In a survey conducted by the Sustainable Development Solutions Network, Thailand nabbed the 33rd spot on the happiest countries in the world out of the 156 countries included in the survey.
In the said survey Denmark placed first while Burundi was the least happy.
Thailand climbed up from its ranking last year which was 34th. Among ASEAN countries, Thailand is second place with Singapore grabbing the top spot and ranking 22nd in the happiest countries in the world.
The report on the World’s happiest countries was released on Wednesday and published in the fourth issue of the World Happiness Report. Based on a New York Times report, the study was conducted by an international body composed of social scientists that were convened by United Nations Secretary General Ban Ki-moon. The panel was made up of public health experts, economists and psychologists. The ranking of the word’s happiest countries is based on Gallup’s global poll.
The findings, however, don’t represent the United Nations’ formal views although the network has existing ties with the organization Sustainable Development Goals that it adopted earlier on September with several aims including the eradication of hunger and poverty by the year 2030 to save the world from climate change and its devastating consequences.
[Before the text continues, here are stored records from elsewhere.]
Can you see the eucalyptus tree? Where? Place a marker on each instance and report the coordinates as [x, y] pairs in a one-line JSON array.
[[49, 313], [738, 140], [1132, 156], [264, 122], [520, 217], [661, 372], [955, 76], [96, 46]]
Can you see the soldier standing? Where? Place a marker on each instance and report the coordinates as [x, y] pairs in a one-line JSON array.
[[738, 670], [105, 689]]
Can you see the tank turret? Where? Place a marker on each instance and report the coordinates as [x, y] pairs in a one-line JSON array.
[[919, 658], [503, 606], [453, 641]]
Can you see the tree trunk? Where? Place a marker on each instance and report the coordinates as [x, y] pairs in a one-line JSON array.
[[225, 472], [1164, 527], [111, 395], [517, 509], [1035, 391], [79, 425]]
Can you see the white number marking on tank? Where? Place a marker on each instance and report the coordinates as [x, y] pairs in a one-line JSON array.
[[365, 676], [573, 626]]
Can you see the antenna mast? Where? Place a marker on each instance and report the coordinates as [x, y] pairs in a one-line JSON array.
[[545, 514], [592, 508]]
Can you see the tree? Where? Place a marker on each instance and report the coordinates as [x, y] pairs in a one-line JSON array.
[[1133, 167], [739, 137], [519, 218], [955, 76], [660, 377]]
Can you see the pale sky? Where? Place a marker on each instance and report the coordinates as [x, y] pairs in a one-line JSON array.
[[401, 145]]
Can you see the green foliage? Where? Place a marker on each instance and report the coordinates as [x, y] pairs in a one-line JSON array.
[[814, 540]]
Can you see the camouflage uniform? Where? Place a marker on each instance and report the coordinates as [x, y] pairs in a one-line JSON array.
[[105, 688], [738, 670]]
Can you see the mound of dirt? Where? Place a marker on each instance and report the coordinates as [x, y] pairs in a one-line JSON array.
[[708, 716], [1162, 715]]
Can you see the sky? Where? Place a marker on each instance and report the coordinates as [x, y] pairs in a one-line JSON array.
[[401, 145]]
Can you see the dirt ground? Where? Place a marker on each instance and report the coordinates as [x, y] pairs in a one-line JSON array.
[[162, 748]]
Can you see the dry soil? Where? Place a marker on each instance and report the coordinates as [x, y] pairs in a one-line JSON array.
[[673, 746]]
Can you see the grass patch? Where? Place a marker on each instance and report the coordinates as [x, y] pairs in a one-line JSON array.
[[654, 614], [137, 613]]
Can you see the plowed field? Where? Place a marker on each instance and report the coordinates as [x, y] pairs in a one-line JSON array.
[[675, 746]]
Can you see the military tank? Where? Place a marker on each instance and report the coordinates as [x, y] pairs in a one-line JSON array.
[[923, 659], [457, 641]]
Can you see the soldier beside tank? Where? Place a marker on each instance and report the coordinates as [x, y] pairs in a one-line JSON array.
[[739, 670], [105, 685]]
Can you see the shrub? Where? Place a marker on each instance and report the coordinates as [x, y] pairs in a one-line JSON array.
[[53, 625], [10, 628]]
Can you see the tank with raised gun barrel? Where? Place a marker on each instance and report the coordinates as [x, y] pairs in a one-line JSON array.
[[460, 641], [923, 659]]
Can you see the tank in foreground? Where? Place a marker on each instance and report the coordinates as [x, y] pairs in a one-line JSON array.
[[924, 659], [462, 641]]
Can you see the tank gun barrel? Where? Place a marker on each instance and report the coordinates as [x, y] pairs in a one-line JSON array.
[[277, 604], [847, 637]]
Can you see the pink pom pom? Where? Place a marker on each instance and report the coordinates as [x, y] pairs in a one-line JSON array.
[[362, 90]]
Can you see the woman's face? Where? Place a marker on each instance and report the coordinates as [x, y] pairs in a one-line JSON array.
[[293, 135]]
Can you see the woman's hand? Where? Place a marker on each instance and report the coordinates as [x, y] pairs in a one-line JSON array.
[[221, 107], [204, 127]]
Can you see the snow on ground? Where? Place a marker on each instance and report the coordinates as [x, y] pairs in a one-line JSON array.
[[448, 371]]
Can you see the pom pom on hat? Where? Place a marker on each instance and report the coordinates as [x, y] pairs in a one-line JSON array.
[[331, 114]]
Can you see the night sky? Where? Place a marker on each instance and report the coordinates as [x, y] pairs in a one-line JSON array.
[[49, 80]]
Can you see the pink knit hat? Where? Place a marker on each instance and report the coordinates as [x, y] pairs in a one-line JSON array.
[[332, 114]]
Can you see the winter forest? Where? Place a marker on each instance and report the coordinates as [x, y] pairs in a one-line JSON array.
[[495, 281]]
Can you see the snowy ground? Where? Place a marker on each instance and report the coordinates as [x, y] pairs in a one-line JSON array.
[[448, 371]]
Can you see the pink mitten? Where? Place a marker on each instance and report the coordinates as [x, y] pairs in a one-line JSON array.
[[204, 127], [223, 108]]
Among the biggest reasons for unhappiness based on the survey is inequality and this is apparent in countries considered rich such as the United States where the income disparity, wealth distribution, well-being and healthcare needs have been a primary cause of political discontent.
Denmark reclaimed the top spot on the list and it was also first in the 2012 and 2013 report although Switzerland was #1 last year. This year Switzerland occupied the #2 spot followed by Iceland, Norway and Finland. Canada, Netherlands, New Zealand, Australia and Sweden rounded up the top 10 list of the world’s happiest countries.
For the 10 year period from 2005 to 2015, the country that experienced the largest drop is Greece which reflects the country’s economic crisis that started in 2007.